Calibrating your data center is a proactive process that enables data center operators to fine tune their facilities and identify potential operational issues at the component level. A service provider, for example, could use this process to maximize the sellable capacity of their facility or to provide actionable criteria within the customer SLAs. This process requires both CFD and component level modeling tools. In recent years multiple vendors have arisen to provide this functionality. Here at Compass we use Future Facilities’ 6SigmaDC product for the CFD modeling component and Romonet’s system modeling tool for the TCO component and system level analytics.

Calibrating a data center is required due to the fact that no two data centers operate exactly alike (except, of course, in our case). The calibration process provides data center operators with the specific benchmarks for their facility that can then be used to determine the impact of operational actions like the moving or adding equipment on the raised floor will have on overall site performance. The calibration process begins during the design process for the facility by evaluating the performance on multiple floor layout scenarios. The adoption of the final layout model then provides the initial benchmark standards that will be used in calibrating the facility. The calibration effort consists of comparing these initial benchmarks to the site’s actual performance during a series of progressive load tests conducted upon the completion of the facility’s Level 5 commissioning.

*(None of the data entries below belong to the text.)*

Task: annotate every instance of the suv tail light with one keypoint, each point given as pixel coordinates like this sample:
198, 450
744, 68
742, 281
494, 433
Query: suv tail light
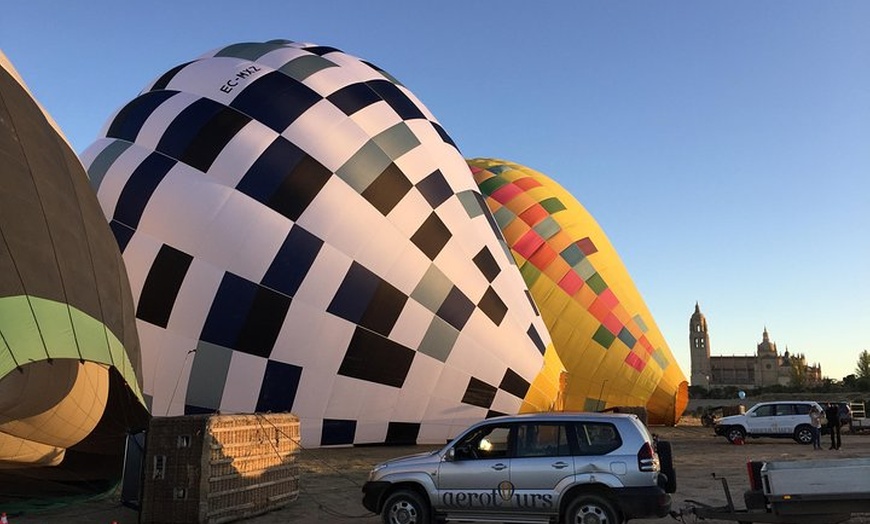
647, 460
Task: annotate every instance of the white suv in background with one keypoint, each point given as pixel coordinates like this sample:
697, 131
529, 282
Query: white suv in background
780, 419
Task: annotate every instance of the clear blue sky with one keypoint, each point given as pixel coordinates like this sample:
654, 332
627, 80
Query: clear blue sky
723, 146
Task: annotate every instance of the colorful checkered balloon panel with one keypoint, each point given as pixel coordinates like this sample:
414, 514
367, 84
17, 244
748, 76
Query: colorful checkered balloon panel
69, 353
613, 352
302, 235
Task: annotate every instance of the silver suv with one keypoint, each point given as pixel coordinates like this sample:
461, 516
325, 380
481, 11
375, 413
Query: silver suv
547, 467
781, 419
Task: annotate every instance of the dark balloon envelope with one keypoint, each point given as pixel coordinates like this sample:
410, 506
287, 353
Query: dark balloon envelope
70, 375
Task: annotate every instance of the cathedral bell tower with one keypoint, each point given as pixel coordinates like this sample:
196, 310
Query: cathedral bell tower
699, 345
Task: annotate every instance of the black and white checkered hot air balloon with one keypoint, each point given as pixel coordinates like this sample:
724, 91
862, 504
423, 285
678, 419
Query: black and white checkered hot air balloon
301, 235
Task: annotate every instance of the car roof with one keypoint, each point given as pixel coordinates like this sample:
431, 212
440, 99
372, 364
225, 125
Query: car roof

The completion of the site’s commissioning efforts is important since it eliminates an assortment of extraneous variables that could affect the final values reported during the load testing. During load testing the site’s performance in a number of areas including cooling path considerations like the airflow from AHU fans to floor grills or from the grills to cabinets is documented and compared to the initial modeled values to determine if there are any variances and whether those deviations are acceptable or require corrective action. The conclusion of this process results in the establishment of the performance metrics that apply to that data center specifically.

Certainly the establishment of performance benchmarks for the data center is a valuable exercise from a knowledge perspective, but the real value of the calibration effort is resulting ability for operators to continuously model the impact of future site modifications on its performance. The continuous modeling capability manifests itself in more effective capacity planning. The ability to proactively analyze the impact of site modifications like cabinet layouts, increasing power density or hot aisle/cold aisle configurations enables important questions to be answered (and costs avoided) by determining the most effective mode for their implementation prior to the initiation of the first physical action.

Aside from the practical value of the ability to use currently available software tools to perform calibration and continuous modeling activities, they can also provide operators with the ability to prepare for a software-defined future. Developing an on-going understanding of operationally effecting actions provides a foundation of knowledge that can pave the way for the more effective implementation of a “comprehensive software solution” in the future.